Despite the global consensus on the importance of shifting to a model of sustainable development, identifying pathways that can simultaneously and equally fulfil social, economic and environmental goals remains extremely arduous. This paper analyses opportunities for and barriers to the effective adoption of eco-social policies in national programmes by undertaking a comparative analysis of three case studies: Payment for Ecosystem Services in Costa Rica, the Ishpingo-Tambococha-Tiputin (ITT) proposal for Yasuní National Park in Ecuador and the Virunga Alliance in the Democratic Republic of Congo.
The three programmes had varying degrees of success. The Payment for Ecosystem Services was a successful national programme that led to unprecedented forest recovery in Costa Rica. On the contrary, the ITT proposal for the Yasuní National Park was a governmental policy initiative that failed due to various national and international issues.

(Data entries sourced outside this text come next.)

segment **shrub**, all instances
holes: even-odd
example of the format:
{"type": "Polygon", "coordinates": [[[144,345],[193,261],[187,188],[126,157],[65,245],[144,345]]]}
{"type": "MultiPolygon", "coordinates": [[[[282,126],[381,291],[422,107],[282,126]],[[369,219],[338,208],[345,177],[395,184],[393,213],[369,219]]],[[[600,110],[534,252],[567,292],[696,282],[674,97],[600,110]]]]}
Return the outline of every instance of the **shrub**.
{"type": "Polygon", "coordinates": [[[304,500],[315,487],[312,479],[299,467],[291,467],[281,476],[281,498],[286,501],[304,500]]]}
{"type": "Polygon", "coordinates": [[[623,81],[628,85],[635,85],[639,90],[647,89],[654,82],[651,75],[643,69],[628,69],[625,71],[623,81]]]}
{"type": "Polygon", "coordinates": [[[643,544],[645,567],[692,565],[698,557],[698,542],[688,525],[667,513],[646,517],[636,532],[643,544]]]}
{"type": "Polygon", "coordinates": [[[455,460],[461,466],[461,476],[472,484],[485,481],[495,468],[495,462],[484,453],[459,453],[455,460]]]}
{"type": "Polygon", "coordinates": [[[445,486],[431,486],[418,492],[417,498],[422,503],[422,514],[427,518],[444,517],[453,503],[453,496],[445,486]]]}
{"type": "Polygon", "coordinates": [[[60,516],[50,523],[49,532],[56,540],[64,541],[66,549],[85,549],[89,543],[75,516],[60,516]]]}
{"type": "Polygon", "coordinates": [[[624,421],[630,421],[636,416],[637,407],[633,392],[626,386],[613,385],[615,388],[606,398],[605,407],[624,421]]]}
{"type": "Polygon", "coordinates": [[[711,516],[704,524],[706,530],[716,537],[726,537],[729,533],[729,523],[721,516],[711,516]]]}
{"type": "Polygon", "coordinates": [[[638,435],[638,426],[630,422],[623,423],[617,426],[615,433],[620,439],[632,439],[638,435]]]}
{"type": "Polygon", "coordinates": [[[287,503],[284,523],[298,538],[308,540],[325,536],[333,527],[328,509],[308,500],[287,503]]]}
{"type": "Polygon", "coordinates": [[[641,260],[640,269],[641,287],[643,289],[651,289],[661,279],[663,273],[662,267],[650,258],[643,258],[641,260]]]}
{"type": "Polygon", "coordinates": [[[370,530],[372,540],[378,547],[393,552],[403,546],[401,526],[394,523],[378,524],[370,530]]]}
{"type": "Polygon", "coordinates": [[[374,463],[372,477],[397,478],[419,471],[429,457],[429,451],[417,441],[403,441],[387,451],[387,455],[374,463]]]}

The promising Virunga Alliance, a development project implemented in Virunga Park is at risk due to regional insecurity and a fragile national economy.
The author looks at the different approaches taken in each country, analysing the benefits and trade-offs as well as the factors that led to their adoption or defeat. She then examines how the actors involved, the economic agenda, the national and international contexts, and the national policy framework influenced the success or failure of eco-social policies. Drawing from this, she identifies topics for future research on the topic.
At the time of writing, Diletta Carmi was working as a Civil Servant at LVIA (Lay Volunteers International Association) in Burkina Faso, dealing with communication, coordination and research for a project on food security.